[*1]
Kabir v Limbert
2015 NY Slip Op 50758(U) [47 Misc 3d 147(A)]
Decided on May 6, 2015
Appellate Term, Second Department
Published by New York State Law Reporting Bureau pursuant to Judiciary Law § 431.
As corrected in part through August 11, 2015; it will not be published in the printed Official Reports.


Decided on May 6, 2015
SUPREME COURT, APPELLATE TERM, SECOND DEPARTMENT, 2d, 11th and 13th JUDICIAL DISTRICTS

PRESENT: : PESCE, P.J., SOLOMON and ELLIOT, JJ.
2013-2445 Q C

Zahangir Kabir, Appellant,

against

Eva M. Limbert, Respondent, -and- JOHN DOE and JANE DOE, Occupants.

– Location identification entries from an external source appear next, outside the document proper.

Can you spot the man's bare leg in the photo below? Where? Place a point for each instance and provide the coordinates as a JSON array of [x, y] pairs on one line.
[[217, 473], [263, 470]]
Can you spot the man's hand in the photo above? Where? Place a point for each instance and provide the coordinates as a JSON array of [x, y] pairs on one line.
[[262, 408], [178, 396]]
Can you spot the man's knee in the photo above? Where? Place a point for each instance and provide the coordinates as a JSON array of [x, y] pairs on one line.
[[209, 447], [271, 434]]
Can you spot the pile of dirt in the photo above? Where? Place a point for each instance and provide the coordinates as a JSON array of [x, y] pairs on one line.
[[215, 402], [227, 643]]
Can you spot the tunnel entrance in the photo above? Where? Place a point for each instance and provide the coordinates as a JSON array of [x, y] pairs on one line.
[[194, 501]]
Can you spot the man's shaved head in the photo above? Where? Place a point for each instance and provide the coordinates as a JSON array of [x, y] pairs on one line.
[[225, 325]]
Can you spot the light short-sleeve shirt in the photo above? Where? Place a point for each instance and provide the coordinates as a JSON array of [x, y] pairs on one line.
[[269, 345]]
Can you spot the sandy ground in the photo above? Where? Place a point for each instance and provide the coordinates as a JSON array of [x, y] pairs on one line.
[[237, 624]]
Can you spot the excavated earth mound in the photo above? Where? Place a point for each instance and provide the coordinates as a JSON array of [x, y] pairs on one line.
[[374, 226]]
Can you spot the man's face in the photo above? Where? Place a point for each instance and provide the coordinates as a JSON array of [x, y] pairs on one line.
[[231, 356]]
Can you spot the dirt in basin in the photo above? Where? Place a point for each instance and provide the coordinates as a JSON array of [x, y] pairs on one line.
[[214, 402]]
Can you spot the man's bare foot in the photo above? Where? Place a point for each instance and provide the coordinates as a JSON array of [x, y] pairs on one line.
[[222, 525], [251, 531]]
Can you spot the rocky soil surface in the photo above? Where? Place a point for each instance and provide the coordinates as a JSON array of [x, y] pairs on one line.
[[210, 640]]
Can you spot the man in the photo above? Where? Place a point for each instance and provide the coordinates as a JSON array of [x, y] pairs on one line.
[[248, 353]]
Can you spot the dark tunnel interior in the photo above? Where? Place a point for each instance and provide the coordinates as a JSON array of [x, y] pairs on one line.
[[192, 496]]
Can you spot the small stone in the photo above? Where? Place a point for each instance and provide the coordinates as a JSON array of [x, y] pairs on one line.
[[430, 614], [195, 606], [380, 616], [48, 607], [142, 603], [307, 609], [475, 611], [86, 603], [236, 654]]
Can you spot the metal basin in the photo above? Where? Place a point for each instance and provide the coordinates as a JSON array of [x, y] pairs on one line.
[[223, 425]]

Appeal from an order of the Civil Court of the City of New York, Queens County (Michael J. Pinckney, J.), entered September 25, 2013. The order granted occupant Eva M. Limbert's motion to dismiss the petition.

ORDERED that the order is affirmed, without costs.

Petitioner commenced this proceeding pursuant to RPAPL 713 (5), alleging that Eva M. Limbert (occupant) had entered into possession pursuant to an oral rent


agreement made between occupant and the former owner. The petition also alleged, inconsistently, that the apartment is, and is not, subject to rent stabilization. Occupant moved to dismiss the petition, arguing, among other things, that she has a rent-stabilized lease, and therefore that a proceeding pursuant to RPAPL 713 (5) does not lie, and that the petition contained fundamental misstatements and omissions. In opposition to occupant's motion, landlord acknowledged that he had known about occupant's lease before commencing this proceeding, but alleged that the lease was invalid. The Civil Court granted occupant's motion and dismissed the petition, finding that the lease was not invalid.

We need not determine the validity of the lease, as we affirm the dismissal of the petition on the ground that it contained fundamental misstatements and omissions (see Jeffco Mgt. Corp. v Local Dev. Corp. of Crown Heights, 22 Misc 3d 141[A], 2009 NY Slip Op 50455[U] [App Term, 2d, 11th & 13th Jud Dists 2009]), and "was not reasonable under the attendant circumstances" (McFadden v Sassower, 26 Misc 3d 141[A], 2010 NY Slip Op 50316[U], *2 [App Term, 9th & 10th Jud Dists 2010]). The petition did not adequately put the court and occupant on notice of landlord's claim that occupant's purported rent-stabilized lease was invalid based on a notice of pendency and judgment of foreclosure that had been entered prior to the execution of the lease.

Accordingly, the order is affirmed.

Pesce, P.J., Solomon and Elliot, JJ., concur.